Eventually, he started doing work as an extra and then got his Screen Actors Guild (SAG) card. (SAG is the union governing all on-screen performers in film and some television.) Not long after he earned his SAG membership, FontenotÂ met a group of motion picture stunt coordinators and stuntmen who took him under their wings and showed him the ropes.
“My first stunt job was pretty small, but then my second job sort of kicked off a wave of interest in myself and my skill set. At that point my career took off like a rocket ship and I’ve been working every day since,” he says.
Fontenot’s first legitimate SAG job was the “The Parent Hood.” After that, he went on to do the first “Men in Black” movie starring Will Smith and Tommy Lee Jones. It was his first big-budget, A-list job. “I had done some low-budget, non-union jobs before this, but this job placed me right in the middle of a group of stunt coordinators that were doing Hollywood’s biggest shows at that time and they kept me busy for my first few years.
It also helped that he was the right size and weight to double for a few of the leading actors. He also possessed a skill set which met Hollywood’s demands and soon began to work nonstop.
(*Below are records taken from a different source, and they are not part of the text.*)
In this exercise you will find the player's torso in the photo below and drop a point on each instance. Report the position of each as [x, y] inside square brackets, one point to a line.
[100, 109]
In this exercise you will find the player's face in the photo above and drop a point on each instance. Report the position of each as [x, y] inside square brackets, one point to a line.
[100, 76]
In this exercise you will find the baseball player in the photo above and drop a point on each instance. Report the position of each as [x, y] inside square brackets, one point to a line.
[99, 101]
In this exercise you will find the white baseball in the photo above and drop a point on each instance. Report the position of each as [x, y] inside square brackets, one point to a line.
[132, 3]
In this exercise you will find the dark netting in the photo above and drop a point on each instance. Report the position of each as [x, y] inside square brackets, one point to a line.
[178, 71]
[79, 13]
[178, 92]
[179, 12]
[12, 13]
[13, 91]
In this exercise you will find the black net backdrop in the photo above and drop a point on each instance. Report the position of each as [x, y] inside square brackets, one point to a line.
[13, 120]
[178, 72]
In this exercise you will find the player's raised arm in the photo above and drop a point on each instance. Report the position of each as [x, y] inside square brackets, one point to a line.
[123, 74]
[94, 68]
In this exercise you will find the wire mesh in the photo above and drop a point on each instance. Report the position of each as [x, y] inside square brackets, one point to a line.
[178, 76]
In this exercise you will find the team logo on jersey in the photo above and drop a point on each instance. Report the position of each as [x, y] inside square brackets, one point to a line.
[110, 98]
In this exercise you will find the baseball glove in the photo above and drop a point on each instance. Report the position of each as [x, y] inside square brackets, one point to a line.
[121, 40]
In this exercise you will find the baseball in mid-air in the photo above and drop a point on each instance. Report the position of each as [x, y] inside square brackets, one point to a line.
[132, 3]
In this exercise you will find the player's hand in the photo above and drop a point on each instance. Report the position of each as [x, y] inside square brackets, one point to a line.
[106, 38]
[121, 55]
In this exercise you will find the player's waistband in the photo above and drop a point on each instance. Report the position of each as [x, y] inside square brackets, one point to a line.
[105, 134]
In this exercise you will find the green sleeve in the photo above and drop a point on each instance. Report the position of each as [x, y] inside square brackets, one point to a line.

Most stuntmen will tell you not to classify them as daredevils. They calculate and are always looking to minimize risk as much as possible. Also, it’s not the industry norm to just walk off the street and onto a movie set demanding an audition. It takes time to develop a unique range of physical skills. The process involves careful planning, intense preparation, attention to detail and endless, inexhaustible reservoirs of courage.